Der Regenbogen sollte im LGBTQ-Marketing nur der letzte Schritt sein, sagt Claudius Desanti: „Also quasi die Kirsche auf der LGBTQ-Sahnetorte des Unternehmens.“ Queeres Marketing müsse im Inneren beginnen: 63 Prozent der LGBTQ-Menschen trauten sich immer noch nicht, sich am Arbeitsplatz zu outen. Deshalb seien „klare Bekenntnisse der Unternehmensführung zu Akzeptanz und Diversity, Schulungen zur Sensibilisierung von Angestellten, die Unterstützung von LGBTQ-Mitarbeitenden-Netzwerken und von externen Organisationen“ notwendig.

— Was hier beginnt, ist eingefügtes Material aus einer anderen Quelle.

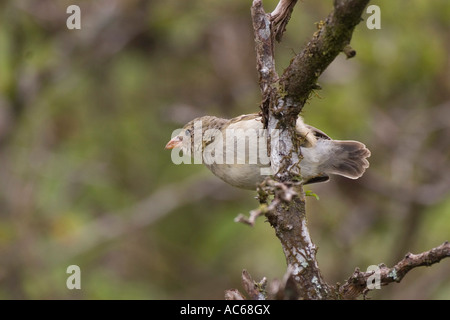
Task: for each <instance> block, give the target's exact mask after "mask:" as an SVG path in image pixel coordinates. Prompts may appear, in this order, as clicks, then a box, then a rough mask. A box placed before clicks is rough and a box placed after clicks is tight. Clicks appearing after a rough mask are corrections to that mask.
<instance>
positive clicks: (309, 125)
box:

„Aktivitäten sollten sich nicht auf die CSD-Saison beschränken“

Bei den eigentlichen Marketing-Maßnahmen gehe es darum, das ganze Jahr die Community mit einzuschließen, nicht nur zur CSD-Saison, in dem man etwa den Alltag von Regenbogenfamilien oder gleichgeschlechtliche Paare in Kampagnen zeige. „Bei der Gestaltung von Kampagnen sollten auch LGBTQ-Menschen beteiligt sein, vor und hinter den Kulissen“, erklärt Desanti, „durch die Partizipation verhindert man den Tritt ins Fettnäpfchen und kann Kritik vorbeugen.“

Was hält er von der Premiere der Stuttgarter CDU mit einem eigenen Truck bei der Parade am Samstag? Das sieht der Pinkwashing-Experte kritisch, denn wie „nachhaltig“ diese Botschaft sei, zeige sich erst in der Umsetzung in der Politik. Da habe die CDU in der Vergangenheit oft blockiert, lautet sein Vorwurf. Bei der regierenden Ampelkoalition im Bundestag sieht Desanti dagegen „viele Ansatzpunkte, dass sie queere Anliegen authentisch unterstützt“.